One of the paintings of the Chicano Movement started with “Chicano Gothic” a painting by Roberto Rios. It depicts a Chicano couple suffering in poverty. They have five starving children in a barrio with ragged clothes. There are dogs eating out of trash cans. There are trash cans with one sign over each of them. The signs read “Walter Is a Racist” and the other “Pete Torres for Mayor”. This was featured in the Texas Watercolor Society Exhibition. Despite the harsh depiction of the Chicano lifestyle and praise by political figures and Chicanos themselves, this painting almost ended his career as an artist in San Antonio.

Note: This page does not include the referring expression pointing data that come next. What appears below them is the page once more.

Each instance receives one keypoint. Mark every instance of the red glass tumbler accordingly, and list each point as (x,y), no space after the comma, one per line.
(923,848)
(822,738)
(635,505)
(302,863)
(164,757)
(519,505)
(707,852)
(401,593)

Ironically, the wife of Mayor McAllister was on the board of the Watercolor Society Exhibition. She was in charge of the show and censored this painting of passion and hope for the Chicano people to create change. This created a domino effect of him getting kicked out of various galleries in San Antonio due to different political interests and desire for paintings of “Bluebonnets, Cowboys and Indians”.

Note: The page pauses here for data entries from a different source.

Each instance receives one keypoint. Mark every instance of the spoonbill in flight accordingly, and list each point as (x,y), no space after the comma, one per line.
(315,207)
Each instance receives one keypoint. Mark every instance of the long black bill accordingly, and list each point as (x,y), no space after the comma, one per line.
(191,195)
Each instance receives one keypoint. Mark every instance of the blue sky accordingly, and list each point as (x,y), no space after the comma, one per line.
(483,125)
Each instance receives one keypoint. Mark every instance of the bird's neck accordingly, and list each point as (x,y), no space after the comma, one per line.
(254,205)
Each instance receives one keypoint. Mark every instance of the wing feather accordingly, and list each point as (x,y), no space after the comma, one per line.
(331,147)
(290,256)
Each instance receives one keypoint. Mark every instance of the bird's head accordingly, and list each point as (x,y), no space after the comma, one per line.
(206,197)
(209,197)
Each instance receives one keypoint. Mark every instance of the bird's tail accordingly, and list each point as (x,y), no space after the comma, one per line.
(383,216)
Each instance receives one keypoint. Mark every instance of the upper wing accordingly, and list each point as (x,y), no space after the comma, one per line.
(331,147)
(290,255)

He was a part of the group CON/SAFO which was a politically-based art group in southern Texas focusing on the politics and concerns of Mexican Americans. His work focused on the poverty, inequality and despair that many Mexican Americans faced during this time. The name of the group was a term used in the barrio which basically translates to “forbidden to touch,” meaning you cannot harm a person’s actions or words. This group kickstarted the Chicano Art Movement. His paintings were graphic as they showed the horrible the wage disparity that Mexican Americans suffered during this time. He eventually left the group as the FBI started investigating them as the other members wanted to take a radical stance by using more aggressive and illegal methods to raise attention to this injustice. One of these actions was going to Cuba, a communist country at the time, to cut cane for Fidel Castro. The group was leaning toward communism where there was a lot of arguing and bickering over the next move. To protect the security and well being of his family, Roberto Rios left CON/SAFO and ended his period of political art as the group began to deteriorate from the inside.

As his period in political art closed, he designed a catalog for the first Chicano Art Exhibition put together by Santos Martinez. They named it “Dale gas” which means “A new acceleration in art.” This was his last political art involvement. The next period in his art was spiritual because he became a Deacon March 31st, 2008. He created a new series called “The Journey of Our Souls” which is still ongoing till this day. Today Roberto Rios and his wife Christine Rios are proud grandparents of 18 grandchildren and 2 great grandchildren. “It’s like this, my story is my father’s story and my mother’s story and my father’s father’s story and my mother’s mother’s story and I am just extending it.”